We need some appreciation of protein structure before appreciating the
structures of amino acids.
Organization of protein structure
Primary structure of proteins (what you find in the database). Proteins
are built of 20 amino acid building blocks (a lot more than DNA and
RNA!). More about these shortly.
(overhead of primary structure)
Secondary structure of proteins
(overheads of helices and of sheets)
Secondary structure is stabilized by hydrogen bonds
It is not currently possible to predict the secondary structure of proteins
from their amino acid sequences. Many methods have been developed, but
none is accurate. This probably has to do with the fact that higher order
structure influences secondary structure.
Tertiary structure
of proteins is the overall assembly of pieces of
secondary structure. While it is known that sequence codes for structure,
how it does so is still a big mystery that maybe one of you will solve. The
tertiary structure of a protein is held together by many forces:
hydrogen bonds
van der Waals attractions
electrostatic (opposite charge) attractions
sequestration of hydrophobic (water-fearing) amino acids on the
inside of the protein
(overhead of sequence & structure of flavodoxin)
In tertiary structure, amino acids that are distant from one another along the
polypeptide chain come together and can be close in space. This is
important for determining the overall fold of a protein as well as defining
binding pockets for small molecules, other proteins, hormones, etc.
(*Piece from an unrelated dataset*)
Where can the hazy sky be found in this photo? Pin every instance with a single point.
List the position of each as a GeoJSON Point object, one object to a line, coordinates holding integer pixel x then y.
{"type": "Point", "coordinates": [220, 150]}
(overhead of thyroid hormone receptor and binding pocket)
Quaternary structure
(assembly of individual molecules into dimers,
trimers, etc. Can be homomeric (same subunits) or heteromeric(different
subunits). For example, hemoglobin is a tetramer of two a and two b
chains.
(overhead summarizing protein structure)
Amino acid structure
Now that we know something about the overall organization of proteins,
lets take a closer look at the building blocks. Like I said, there are 20
different amino acids, all with different properties. I do think it is
important
for you to know the properties and names of the amino acids and here is
why. Let's say you obtained an alignment between two sequences that
looked like:
DAVKAGIKALQEASGFIR
EAKASTMAGLHSAAPFVR
would you be able to say, qualitatively, whether this alignment makes
sense? If this alignment was obtained as a result of a program you wrote,
apart from the statistical information you might get, can you just say, "yeah,
that's OK" or perhaps, "wait, that's preposterous - there must be a bug
somewhere!" At this point, you might even be wondering what it is up on
the board anyway. In the databases, protein sequences are stored as one
letter codes.
(overhead of amino acid structures)
These are groups grossly into being nonpolar, polar and charged (also
polar). Polar groups are those with N or O in them. These are involved in
hydrogen bonding and interactions with water. Nonpolar ones are CH2's
and CH3's. They like each other better than they like water and will be
found on the interior of a protein (or in a membrane-spanning region).
Groupings are varied and to an extent, arbitrary. One could come up with
many ways to organize the amino acids. There is also overlap between
groups. For example, lysine is a positively-charged amino acid. But, it has
such a long chain leading up to that charge, that that portion is nonpolar or
hydrophobic.
small weird aromatic nonpolar polar
G, Gly P, Pro Y, tYr V, Val S, Ser
A, Ala G, Gly W, trp A, Ala T, Thr
V, Val C, Cys F, phe F, phe N, Asn
S, Ser H, his L, leu Q, gln
D, asp I, Ile D, asp
N, asN M, Met E, glu
C, Cys W, trp Y, tyr
Y, tYr K, lys
P, Pro R, aRg
G, Gly H, His
You should have some sense of the properties of all amino acids and I will
expect you to know the one letter codes as well.
Back to the Alignment:
DAVKAGIKALQEASGFIR
EAKASTMAGLHSAAPFVR
Is it OK? D/E is conservative. Both negatively-charged. A/A is identical.
V/K? etc. You will have the opportunity to compare alignments on your
own very shortly when you do the homework for this week.